作者投稿和查稿 主编审稿 专家审稿 编委审稿 远程编辑

计算机工程 ›› 2024, Vol. 50 ›› Issue (8): 216-228. doi: 10.19678/j.issn.1000-3428.0068285

• 图形图像处理 • 上一篇    下一篇

基于自监督学习的葡萄实例去重叠遮挡算法

曾湄1, 王逸涵1, 雷志伟1, 刘雪垠1,2, 李柏林1,*()   

  1. 1. 西南交通大学机械工程学院, 四川 成都 610031
    2. 四川省机械设计研究院研发中心, 四川 成都 610063
  • 收稿日期:2023-08-24 出版日期:2024-08-15 发布日期:2023-12-28
  • 通讯作者: 李柏林
  • 基金资助:
    四川省科技计划重点研发项目(2021YFN0020)

Grape Instance De-Overlapping Occlusion Algorithm Based on Self-Supervised Learning

Mei ZENG1, Yihan WANG1, Zhiwei LEI1, Xueyin LIU1,2, Bailin LI1,*()   

  1. 1. School of Mechanical Engineering, Southwest Jiaotong University, Chengdu 610031, Sichuan, China
    2. Research and Development Center, Sichuan Machinery Research and Design Institute, Chengdu 610063, Sichuan, China
  • Received:2023-08-24 Online:2024-08-15 Published:2023-12-28
  • Contact: Bailin LI

摘要:

传统随机遮挡算法在合成葡萄遮挡图像时会导致合成数据失真, 易使葡萄遮挡预测失效。因此, 提出一种适用于葡萄遮挡预测的遮挡数据合成方法, 并进一步提出基于自监督学习的葡萄实例去遮挡预测算法。在数据合成阶段, 该算法采用接近式遮挡策略取代随机遮挡方式用于将完整葡萄实例合成为不同的被遮挡实例, 并在合成过程前通过一系列预处理机制来控制互为遮挡的葡萄实例尺寸, 从而保证合成的遮挡葡萄符合真实情形, 不存在失真问题; 随后, 将遮挡预测过程拆分为掩码重构与语义填充2个部分, 并挑选对应的合成数据分别用于训练基于通用Unet的掩码重构网络和语义填充网络。为了克服因实例分割截取尺寸限制而无法预测完整实例的问题, 该算法在数据合成阶段充分考虑被遮挡实例与遮挡者实例, 并提出对应的重构和填充函数; 在遮挡预测阶段, 基于开源架构训练的Pointrend实例分割网络以及所提出的掩码重构网络和语义填充网络被依次用来完成对被遮挡葡萄的预测。
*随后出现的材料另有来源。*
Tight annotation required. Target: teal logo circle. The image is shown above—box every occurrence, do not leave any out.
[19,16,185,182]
在遮挡估计数据集上进行实验, 结果表明, 该算法预测的遮挡葡萄掩码与真实标注间的交并比(IoU)值达到81.16%, 高于其他对比方法, 表明所提合成算法与重构框架能够用于葡萄遮挡预测任务。

关键词: 葡萄遮挡, 遮挡预测, 重构网络, 遮挡合成, 实例分割

Abstract:

Conventional random occlusion algorithms used in generating synthetic occluded grape images often lead to data distortion, potentially rendering grape occlusion prediction ineffective. Therefore, this study proposes an occlusion data synthesis method suitable for grape occlusion prediction and further introduces a self-supervised grape instance de-occlusion prediction algorithm. During data synthesis, the proposed algorithm employs a proximity-based occlusion strategy to replace random occlusion methods for synthesizing different occluded instances from complete grape instances. Prior to the synthesis process, various preprocessing mechanisms are employed to control the sizes of mutually occluding grape instances, ensuring that the synthesized occluded grapes align with real-world conditions without distortion. Subsequently, the proposed approach splits occlusion prediction into mask reconstruction and semantic inpainting components. The study selects the corresponding synthetic data to train a generic Unet-based mask reconstruction network and a semantic inpainting network. To address the inability to predict complete instances owing to the limitations of instance segmentation cropping sizes, our algorithm fully considers both the occluded and occluder instances during data synthesis. The study introduces corresponding reconstruction and inpainting functions. In the occlusion prediction phase, an instance segmentation network, Pointrend, trained on an open-source architecture, the proposed mask reconstruction network, and a semantic inpainting network are sequentially applied to predict occluded grapes. When applied to the collected occlusion estimation dataset, the proposed algorithm achieves an Intersection-over-Union (IoU) value of 81.16% between the predicted occluded grape masks and ground truth annotations, outperforming other comparative methods. Experimental results demonstrate that the proposed synthesis algorithm and reconstruction framework are effective for grape occlusion prediction.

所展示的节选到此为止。